Concrete use cases demonstrate the value. Consider a development team building an AI coding assistant that needs access to GitHub repositories and the OpenAI API. Instead of embedding tokens in the agent's environment, they use keychains curl with template variables. When the agent needs to read a private repo, the user approves the scope, and credentials are injected without exposure. Another scenario is a multi-agent system where a manager agent delegates tasks to specialized sub-agents. The manager creates a scoped delegate token for a sub-agent to access only the Stripe payments API, while retaining other permissions. If the sub-agent is compromised, the manager instantly revokes its access. Security teams benefit from full audit trails, ensuring compliance with data protection regulations.
Keychains targets AI agent developers, platform engineers, and security professionals. It integrates with any programming language or framework that can make HTTP requests, as it works as a command-line proxy. The tech stack is agnostic, but it particularly suits teams using LangChain, AutoGPT, or custom agent frameworks. While pricing details are not explicitly provided, Keychains offers a free tier for exploration with a "Get Started" call to action. The product supports thousands of API providers including GitHub, Google, Slack, Stripe, Notion, and more, handling OAuth 2.0 with PKCE, API keys, basic auth, and custom headers. By securing credential delegation at the proxy level, Keychains enables organizations to deploy AI agents with confidence, knowing credentials remain under user control.

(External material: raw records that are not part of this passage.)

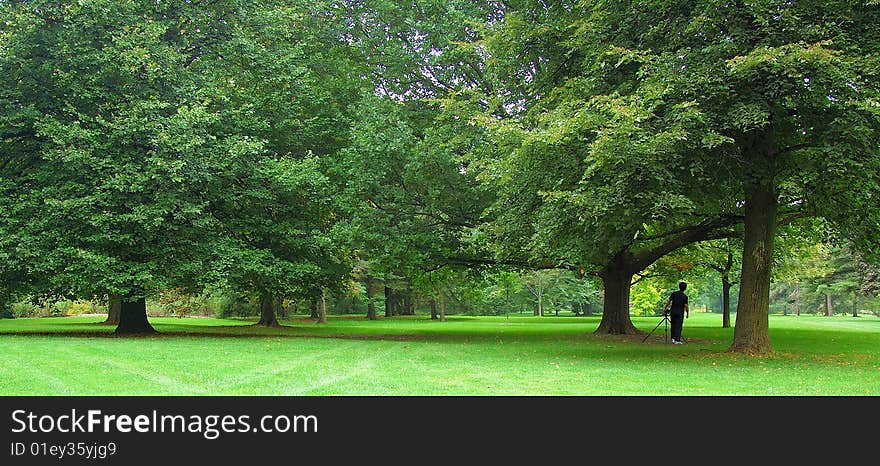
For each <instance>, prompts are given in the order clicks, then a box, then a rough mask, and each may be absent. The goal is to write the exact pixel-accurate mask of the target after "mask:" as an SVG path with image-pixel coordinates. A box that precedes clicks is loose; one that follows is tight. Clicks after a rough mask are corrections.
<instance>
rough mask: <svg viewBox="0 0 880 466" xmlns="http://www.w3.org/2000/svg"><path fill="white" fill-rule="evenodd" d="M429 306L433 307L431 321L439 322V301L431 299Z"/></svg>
mask: <svg viewBox="0 0 880 466" xmlns="http://www.w3.org/2000/svg"><path fill="white" fill-rule="evenodd" d="M428 304H430V306H431V320H437V300H435V299H431V300H430V301H429V302H428Z"/></svg>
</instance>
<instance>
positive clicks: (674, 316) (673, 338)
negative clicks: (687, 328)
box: [663, 282, 690, 345]
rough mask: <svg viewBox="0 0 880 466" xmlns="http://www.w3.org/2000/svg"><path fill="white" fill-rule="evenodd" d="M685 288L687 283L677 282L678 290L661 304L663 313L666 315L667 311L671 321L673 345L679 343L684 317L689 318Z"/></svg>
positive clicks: (672, 293)
mask: <svg viewBox="0 0 880 466" xmlns="http://www.w3.org/2000/svg"><path fill="white" fill-rule="evenodd" d="M685 288H687V283H685V282H678V291H676V292H674V293H672V294H671V295H670V296H669V299H668V300H666V305H665V306H663V315H664V316H666V314H667V313H668V314H669V318H670V321H671V322H672V343H673V344H675V345H680V344H681V327H682V324H684V319H685V317H688V318H690V307H689V306H688V303H687V295H686V294H684V290H685Z"/></svg>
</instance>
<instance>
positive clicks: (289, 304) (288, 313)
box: [276, 298, 290, 320]
mask: <svg viewBox="0 0 880 466" xmlns="http://www.w3.org/2000/svg"><path fill="white" fill-rule="evenodd" d="M276 310H277V312H278V314H281V318H282V319H285V320H286V319H290V301H288V305H287V306H285V305H284V298H278V306H277V307H276Z"/></svg>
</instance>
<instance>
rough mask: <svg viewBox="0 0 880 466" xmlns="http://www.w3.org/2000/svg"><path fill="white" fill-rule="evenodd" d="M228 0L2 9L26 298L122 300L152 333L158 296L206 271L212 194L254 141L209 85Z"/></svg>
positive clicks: (2, 53) (6, 136)
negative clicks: (149, 317) (105, 297)
mask: <svg viewBox="0 0 880 466" xmlns="http://www.w3.org/2000/svg"><path fill="white" fill-rule="evenodd" d="M231 3H232V2H230V3H229V4H227V3H226V2H222V1H218V2H212V3H211V4H210V5H202V4H192V3H184V4H167V3H160V4H149V3H122V4H120V3H119V2H113V1H100V0H99V1H94V2H80V3H58V2H49V1H36V2H15V3H12V4H9V5H4V8H3V13H2V14H3V21H2V24H3V33H2V36H0V37H2V40H3V45H2V47H0V49H2V50H3V52H2V55H0V69H2V72H0V99H2V100H3V101H4V105H3V106H2V110H0V112H2V114H0V133H2V140H3V141H4V143H5V146H6V147H5V148H4V152H3V155H4V157H3V160H2V162H0V164H2V165H0V169H2V170H0V173H2V177H3V181H2V185H3V189H4V190H5V192H4V194H7V195H8V196H9V200H8V202H10V203H12V204H13V206H12V209H11V210H12V215H13V216H14V218H12V219H10V218H6V217H4V219H3V222H4V223H6V225H10V224H12V225H19V226H20V227H21V228H20V229H18V230H17V233H16V236H15V238H16V239H15V245H14V248H13V249H14V251H15V254H16V256H17V257H19V258H21V259H24V260H26V261H27V266H26V270H25V272H27V275H28V276H29V277H30V280H32V281H39V286H37V287H35V288H33V289H31V290H29V291H35V292H40V293H51V294H63V295H74V296H80V297H86V298H89V297H92V296H95V295H105V296H106V295H118V296H119V297H120V300H121V309H120V320H119V325H118V326H117V329H116V331H117V333H149V332H152V331H153V329H152V327H151V325H150V324H149V322H148V321H147V316H146V307H145V298H146V297H148V296H149V295H151V294H153V293H155V292H157V291H159V290H161V289H164V288H167V287H169V286H175V287H189V288H191V289H196V288H197V287H198V285H199V282H200V281H202V279H204V278H205V275H206V274H205V272H204V271H205V270H210V267H209V264H207V263H206V262H207V259H208V258H210V257H211V254H210V252H211V251H210V248H209V246H208V241H207V239H209V238H211V237H212V235H213V234H214V233H215V231H216V230H217V227H218V223H217V221H216V219H215V218H214V217H213V216H212V215H211V213H210V212H209V211H208V207H209V205H210V202H211V199H212V197H214V196H217V195H220V193H221V192H222V190H223V189H225V188H224V187H225V186H227V185H229V184H231V180H229V179H225V178H224V174H225V173H226V172H227V168H228V167H229V165H230V164H234V163H235V162H236V160H237V157H238V156H242V155H246V154H251V153H252V152H254V150H255V149H256V146H255V144H253V142H251V141H248V140H246V139H244V138H241V137H239V136H237V135H236V134H232V133H229V132H224V131H223V130H222V127H221V126H220V125H219V122H221V121H222V120H223V115H222V113H221V112H219V111H217V110H216V109H215V108H214V107H213V106H212V102H214V100H215V99H217V96H216V95H213V94H212V93H210V92H208V89H210V86H206V85H205V80H206V79H208V77H210V76H211V73H209V72H208V70H209V69H210V68H211V67H212V66H214V64H216V56H212V51H214V52H216V46H217V44H218V43H220V42H222V41H223V40H225V38H227V37H228V36H229V34H228V32H229V28H231V22H230V21H228V18H230V17H231V16H229V15H231V12H232V11H234V7H233V5H232V4H231ZM12 222H18V223H17V224H16V223H12ZM17 264H19V266H20V265H21V264H22V262H21V261H19V262H17Z"/></svg>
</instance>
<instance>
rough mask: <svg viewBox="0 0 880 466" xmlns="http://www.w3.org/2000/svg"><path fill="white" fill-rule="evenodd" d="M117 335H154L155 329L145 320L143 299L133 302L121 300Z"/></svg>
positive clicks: (122, 299)
mask: <svg viewBox="0 0 880 466" xmlns="http://www.w3.org/2000/svg"><path fill="white" fill-rule="evenodd" d="M114 333H116V334H117V335H147V334H152V333H156V329H154V328H153V326H152V325H150V322H149V321H148V320H147V300H146V299H144V298H140V299H137V300H135V301H127V300H125V299H122V301H121V303H120V307H119V325H117V326H116V331H115V332H114Z"/></svg>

AI agent developers, platform engineers building multi-agent systems, security engineers responsible for API credential management, DevOps teams deploying autonomous agents, and organizations adopting agentic workflows who need granular control over API access without compromising security. Specifically, developers using frameworks like LangChain or AutoGPT, platform teams at companies integrating AI agents with internal and external APIs, and security teams requiring audit trails and instant revocation for compliance. Also relevant for startups and enterprises deploying AI agents that interact with SaaS tools such as GitHub, Stripe, Slack, and Notion.